Ya en sí este es el inicio de una historia anacrónica. Pasea a una cachorrilla
atolondrada. Sujeta con fuerza la correa porque los autobuses recorren la calle
a una velocidad inusitada, acercan tanto las ruedas a la acera que siente un
escalofrío al pensar que podrían llevársela por delante. Decía Buñuel en sus memorias que de la
vida eterna solo esperaba poder salir cada veinte años de su tumba, comprar el
periódico, ver cómo estaba el mundo y regresar al sueño eterno. Qué pensaría
Buñuel de este mundo precipitado que él atraviesa ahora con el mismo propósito:
asomarse a unas páginas para luego volver a refugiarse en casa. Qué pensaría su
padre, se pregunta, si levantara la cabeza esta mañana y observara atónito a
toda esta gente que se le cruza sin mantener un mínimo contacto visual porque
anda sumergida en una pantalla. ¿Sabría aquel hombre del campo ponerle un
nombre apropiado a esta extrañeza? Hace tiempo que se siente fuera de época,
pero no lo dice, ni lo escribe, porque teme afianzar una misantropía que lo
recluya y lo induzca a rehuir a la multitud. ¿No acusan con frecuencia a los
hombres de edad, de la suya, de ser iracundos? Él no se ve como una amenaza
para nadie, es que no tendría fuerzas para serlo, muy al contrario, siente que
ya no ocupa casi espacio, como si se fuera poco a poco desvaneciéndose. Se
acobarda cuando ocupan la acera estas nuevas hordas de varones enormes, el
renovado furor de motoristas que atraviesan la ciudad dejando a su paso una
estela de ruido o al sentir el estruendo de esos coches deportivos tan en boga
que arañan el asfalto y son alquilados por un día para asustar a los hombres de
pobres propósitos como él: comprar el periódico, pasear a su perra, seguir una
rutina que lo aferre a la vida, contrarrestar su creciente invisibilidad. No
hay vida sin ambición, dicen, y se pregunta cuál es la suya. Refugiarse en su cuarto
de juegos, como cuando era niño; los juegos son prácticamente los mismos. No ha
cambiado nada en él, los mismos miedos, las mismas fantasías. Qué fracaso de
aprendizaje, piensa cuando se entrega a pensamientos negros. Echa de menos la
presencia de su padre en la huerta, aunque ya no tiene ni edad para ser
huérfano. Aun así, la vida no lo ha tratado mal, se dice, al fin y al cabo,
cuántos pueden entregarse a tareas solitarias y lanzar luego aviones de papel
por la ventana para dar cuenta al mundo de su existencia: “¡Sigo aquí!”. A
menudo se encuentra con un viejo en una silla de ruedas empujada por una chica
de acento dulce.
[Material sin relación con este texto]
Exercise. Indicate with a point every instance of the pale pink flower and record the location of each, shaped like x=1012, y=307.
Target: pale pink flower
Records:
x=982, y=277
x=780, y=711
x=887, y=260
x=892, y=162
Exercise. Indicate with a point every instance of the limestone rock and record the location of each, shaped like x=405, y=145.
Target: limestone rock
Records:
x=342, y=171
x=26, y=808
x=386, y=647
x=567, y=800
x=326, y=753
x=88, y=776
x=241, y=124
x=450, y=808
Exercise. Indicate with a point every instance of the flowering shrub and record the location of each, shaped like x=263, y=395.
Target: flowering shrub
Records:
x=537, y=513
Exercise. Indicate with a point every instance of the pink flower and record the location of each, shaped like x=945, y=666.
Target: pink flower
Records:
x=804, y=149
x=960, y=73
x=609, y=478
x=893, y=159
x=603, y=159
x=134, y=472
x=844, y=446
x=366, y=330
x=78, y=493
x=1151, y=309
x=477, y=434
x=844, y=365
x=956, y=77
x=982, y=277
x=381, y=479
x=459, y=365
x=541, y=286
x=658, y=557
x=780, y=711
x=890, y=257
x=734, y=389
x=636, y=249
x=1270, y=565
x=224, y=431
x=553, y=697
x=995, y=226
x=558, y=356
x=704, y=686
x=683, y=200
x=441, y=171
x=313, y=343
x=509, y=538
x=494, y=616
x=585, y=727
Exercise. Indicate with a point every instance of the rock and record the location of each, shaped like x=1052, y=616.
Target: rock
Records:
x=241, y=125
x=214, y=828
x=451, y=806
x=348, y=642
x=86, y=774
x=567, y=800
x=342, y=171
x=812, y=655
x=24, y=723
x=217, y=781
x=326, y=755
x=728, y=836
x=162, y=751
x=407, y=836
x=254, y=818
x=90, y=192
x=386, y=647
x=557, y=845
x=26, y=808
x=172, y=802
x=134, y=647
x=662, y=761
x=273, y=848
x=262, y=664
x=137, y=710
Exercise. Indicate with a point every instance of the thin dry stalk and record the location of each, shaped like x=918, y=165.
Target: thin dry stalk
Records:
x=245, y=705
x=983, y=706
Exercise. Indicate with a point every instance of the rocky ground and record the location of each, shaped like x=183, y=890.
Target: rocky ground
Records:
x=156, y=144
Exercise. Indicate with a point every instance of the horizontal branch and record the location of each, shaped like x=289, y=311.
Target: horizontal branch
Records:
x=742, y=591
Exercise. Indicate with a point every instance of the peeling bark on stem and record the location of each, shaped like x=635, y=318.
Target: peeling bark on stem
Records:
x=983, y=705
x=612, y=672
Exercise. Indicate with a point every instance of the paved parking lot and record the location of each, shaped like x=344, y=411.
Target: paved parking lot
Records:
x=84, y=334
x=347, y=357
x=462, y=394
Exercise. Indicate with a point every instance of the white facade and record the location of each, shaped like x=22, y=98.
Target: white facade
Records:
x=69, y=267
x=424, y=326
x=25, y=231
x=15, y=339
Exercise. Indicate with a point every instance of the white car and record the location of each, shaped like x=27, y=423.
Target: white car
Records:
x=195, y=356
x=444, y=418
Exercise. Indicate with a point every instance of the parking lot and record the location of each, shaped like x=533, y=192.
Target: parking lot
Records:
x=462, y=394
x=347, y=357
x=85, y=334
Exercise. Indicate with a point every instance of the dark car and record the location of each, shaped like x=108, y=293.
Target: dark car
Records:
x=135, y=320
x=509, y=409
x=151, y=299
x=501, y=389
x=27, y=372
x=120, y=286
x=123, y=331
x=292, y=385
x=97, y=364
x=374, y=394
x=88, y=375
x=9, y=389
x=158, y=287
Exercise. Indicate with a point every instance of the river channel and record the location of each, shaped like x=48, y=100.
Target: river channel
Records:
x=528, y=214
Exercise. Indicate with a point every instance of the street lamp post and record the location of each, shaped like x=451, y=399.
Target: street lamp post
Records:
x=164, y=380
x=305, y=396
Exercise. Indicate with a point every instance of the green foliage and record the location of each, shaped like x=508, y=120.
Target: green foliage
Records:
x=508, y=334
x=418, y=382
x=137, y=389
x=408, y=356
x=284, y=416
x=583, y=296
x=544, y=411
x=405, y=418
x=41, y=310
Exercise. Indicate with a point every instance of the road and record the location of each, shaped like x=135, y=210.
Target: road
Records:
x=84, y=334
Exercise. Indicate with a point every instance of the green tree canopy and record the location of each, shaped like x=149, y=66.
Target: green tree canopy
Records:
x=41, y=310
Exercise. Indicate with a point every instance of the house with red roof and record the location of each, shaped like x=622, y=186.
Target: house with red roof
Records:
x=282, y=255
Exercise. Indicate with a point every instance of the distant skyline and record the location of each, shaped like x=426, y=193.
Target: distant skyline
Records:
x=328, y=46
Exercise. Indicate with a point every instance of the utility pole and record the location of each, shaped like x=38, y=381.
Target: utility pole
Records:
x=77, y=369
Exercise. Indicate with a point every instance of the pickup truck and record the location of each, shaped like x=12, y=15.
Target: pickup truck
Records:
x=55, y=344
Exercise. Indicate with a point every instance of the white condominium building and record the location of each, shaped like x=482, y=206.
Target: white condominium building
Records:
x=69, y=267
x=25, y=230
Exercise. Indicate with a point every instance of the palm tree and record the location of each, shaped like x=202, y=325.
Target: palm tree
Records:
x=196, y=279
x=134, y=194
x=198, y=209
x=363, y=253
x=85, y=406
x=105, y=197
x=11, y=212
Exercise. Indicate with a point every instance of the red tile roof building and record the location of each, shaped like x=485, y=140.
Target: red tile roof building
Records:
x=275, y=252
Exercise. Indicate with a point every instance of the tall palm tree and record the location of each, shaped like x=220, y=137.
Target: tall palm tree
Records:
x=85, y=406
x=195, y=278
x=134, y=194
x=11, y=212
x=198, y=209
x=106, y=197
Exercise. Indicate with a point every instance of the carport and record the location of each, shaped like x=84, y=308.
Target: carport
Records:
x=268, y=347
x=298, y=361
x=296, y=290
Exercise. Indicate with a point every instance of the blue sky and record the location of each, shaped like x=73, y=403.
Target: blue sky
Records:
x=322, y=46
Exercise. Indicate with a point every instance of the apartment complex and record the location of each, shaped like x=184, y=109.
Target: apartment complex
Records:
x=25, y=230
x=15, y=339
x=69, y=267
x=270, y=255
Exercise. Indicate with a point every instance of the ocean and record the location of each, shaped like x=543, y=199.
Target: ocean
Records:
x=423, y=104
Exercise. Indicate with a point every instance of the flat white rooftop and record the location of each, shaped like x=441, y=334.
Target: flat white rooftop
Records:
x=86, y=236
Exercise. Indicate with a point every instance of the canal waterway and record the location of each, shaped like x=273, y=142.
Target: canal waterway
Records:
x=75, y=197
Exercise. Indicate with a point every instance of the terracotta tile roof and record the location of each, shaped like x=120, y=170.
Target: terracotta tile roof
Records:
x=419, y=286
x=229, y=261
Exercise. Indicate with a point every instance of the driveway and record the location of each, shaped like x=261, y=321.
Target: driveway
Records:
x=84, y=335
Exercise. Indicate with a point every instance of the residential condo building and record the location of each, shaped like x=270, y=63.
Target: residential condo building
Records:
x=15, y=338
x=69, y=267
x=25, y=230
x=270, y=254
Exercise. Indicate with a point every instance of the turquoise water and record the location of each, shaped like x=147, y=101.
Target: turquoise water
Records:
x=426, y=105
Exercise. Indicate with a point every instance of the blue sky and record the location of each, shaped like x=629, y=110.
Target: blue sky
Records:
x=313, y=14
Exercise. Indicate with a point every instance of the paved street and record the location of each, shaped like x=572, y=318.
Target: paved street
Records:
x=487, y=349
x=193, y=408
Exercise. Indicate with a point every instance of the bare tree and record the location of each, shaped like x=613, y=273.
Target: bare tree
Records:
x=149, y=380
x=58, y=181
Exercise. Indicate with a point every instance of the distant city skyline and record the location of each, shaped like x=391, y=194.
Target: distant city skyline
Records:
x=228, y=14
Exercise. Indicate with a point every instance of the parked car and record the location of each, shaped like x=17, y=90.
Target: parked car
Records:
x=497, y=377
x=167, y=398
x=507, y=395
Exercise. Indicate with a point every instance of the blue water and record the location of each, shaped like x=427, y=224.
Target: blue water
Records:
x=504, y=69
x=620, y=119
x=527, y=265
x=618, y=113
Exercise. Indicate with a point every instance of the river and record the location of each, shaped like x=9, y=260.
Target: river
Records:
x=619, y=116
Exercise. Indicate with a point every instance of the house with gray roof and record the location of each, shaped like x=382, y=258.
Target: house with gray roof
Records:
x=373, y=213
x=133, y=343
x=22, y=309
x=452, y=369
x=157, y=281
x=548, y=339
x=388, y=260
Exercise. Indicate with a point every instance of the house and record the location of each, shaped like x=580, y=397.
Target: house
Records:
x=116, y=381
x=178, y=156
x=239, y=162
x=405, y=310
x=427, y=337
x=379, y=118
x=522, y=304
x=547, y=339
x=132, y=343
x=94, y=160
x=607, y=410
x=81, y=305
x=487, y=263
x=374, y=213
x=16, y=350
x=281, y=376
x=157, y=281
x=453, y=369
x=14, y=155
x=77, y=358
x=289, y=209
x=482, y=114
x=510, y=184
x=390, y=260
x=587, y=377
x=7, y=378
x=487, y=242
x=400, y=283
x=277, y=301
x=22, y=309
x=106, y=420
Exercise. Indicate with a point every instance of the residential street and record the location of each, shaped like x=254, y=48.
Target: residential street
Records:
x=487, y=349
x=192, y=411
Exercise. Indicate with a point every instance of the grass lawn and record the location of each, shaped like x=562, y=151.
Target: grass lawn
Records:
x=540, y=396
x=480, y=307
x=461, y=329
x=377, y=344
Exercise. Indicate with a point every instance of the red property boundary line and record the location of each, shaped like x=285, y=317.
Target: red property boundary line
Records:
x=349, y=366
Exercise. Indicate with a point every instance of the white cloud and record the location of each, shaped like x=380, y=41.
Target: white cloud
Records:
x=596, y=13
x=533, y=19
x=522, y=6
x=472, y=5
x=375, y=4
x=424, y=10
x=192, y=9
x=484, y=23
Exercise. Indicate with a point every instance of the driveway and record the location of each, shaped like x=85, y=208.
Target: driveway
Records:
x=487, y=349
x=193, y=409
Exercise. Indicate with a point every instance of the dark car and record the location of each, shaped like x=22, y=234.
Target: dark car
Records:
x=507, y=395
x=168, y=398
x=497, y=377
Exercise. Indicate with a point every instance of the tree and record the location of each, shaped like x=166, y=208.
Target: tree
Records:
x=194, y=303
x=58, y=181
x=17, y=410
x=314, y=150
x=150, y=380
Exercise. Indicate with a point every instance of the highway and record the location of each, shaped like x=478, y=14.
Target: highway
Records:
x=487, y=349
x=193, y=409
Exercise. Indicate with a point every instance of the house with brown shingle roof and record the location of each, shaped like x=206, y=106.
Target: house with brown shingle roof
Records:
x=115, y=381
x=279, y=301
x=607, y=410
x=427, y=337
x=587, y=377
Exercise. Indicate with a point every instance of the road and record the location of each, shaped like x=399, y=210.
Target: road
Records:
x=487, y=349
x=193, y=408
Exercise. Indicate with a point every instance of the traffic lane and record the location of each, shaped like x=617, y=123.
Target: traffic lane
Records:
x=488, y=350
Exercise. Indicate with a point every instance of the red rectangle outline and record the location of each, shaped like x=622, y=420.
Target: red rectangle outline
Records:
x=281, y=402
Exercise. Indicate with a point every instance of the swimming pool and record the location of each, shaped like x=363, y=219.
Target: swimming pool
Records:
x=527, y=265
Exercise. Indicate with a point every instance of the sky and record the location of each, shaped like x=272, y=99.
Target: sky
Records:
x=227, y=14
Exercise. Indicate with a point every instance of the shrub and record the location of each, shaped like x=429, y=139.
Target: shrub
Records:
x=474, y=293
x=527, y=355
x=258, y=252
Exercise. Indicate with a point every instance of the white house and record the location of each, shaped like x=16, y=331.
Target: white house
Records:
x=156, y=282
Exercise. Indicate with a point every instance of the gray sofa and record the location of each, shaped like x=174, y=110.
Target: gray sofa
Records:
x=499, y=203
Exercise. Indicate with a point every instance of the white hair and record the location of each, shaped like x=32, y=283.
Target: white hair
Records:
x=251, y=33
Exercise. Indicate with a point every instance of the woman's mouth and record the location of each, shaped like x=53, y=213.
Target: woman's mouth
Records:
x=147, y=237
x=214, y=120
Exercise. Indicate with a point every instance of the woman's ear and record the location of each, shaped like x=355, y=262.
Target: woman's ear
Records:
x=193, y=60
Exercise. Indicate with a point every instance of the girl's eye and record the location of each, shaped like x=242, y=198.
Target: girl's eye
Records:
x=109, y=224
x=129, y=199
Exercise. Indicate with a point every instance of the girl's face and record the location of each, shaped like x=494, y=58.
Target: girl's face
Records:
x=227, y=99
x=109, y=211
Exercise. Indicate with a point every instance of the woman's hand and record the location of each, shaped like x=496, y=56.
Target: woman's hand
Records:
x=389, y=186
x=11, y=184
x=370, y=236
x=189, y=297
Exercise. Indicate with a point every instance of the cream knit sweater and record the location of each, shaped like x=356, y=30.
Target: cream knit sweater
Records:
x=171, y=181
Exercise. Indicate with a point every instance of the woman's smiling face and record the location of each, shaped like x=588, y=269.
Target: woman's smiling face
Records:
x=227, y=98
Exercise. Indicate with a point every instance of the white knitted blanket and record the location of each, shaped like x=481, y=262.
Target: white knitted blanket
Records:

El viejo tiende la mano para acariciar a la perra y él se la
sube al regazo. La perrilla le devuelve algo de la memoria perdida. Ignorado
perro de la dicha, escribió Onetti. “Mejores que las personas”, murmura el
viejo antes de emprender uno de sus últimos paseos.
Soy el hombre al que le van cerrando kioscos, piensa,
el hombre de la Edad del Papel, y paseo a mi tercera perra. Soy el protagonista
de un cuento del siglo XX. Y entonces, al alzar la vista, la ve. Tan suya.
Avanza hacia él y al acercarse lo agarra fuerte por los hombros como si
quisiera sacarlo del agua. Él no sabe si es una aparición del pasado o del
futuro, pero de pronto se siente a salvo.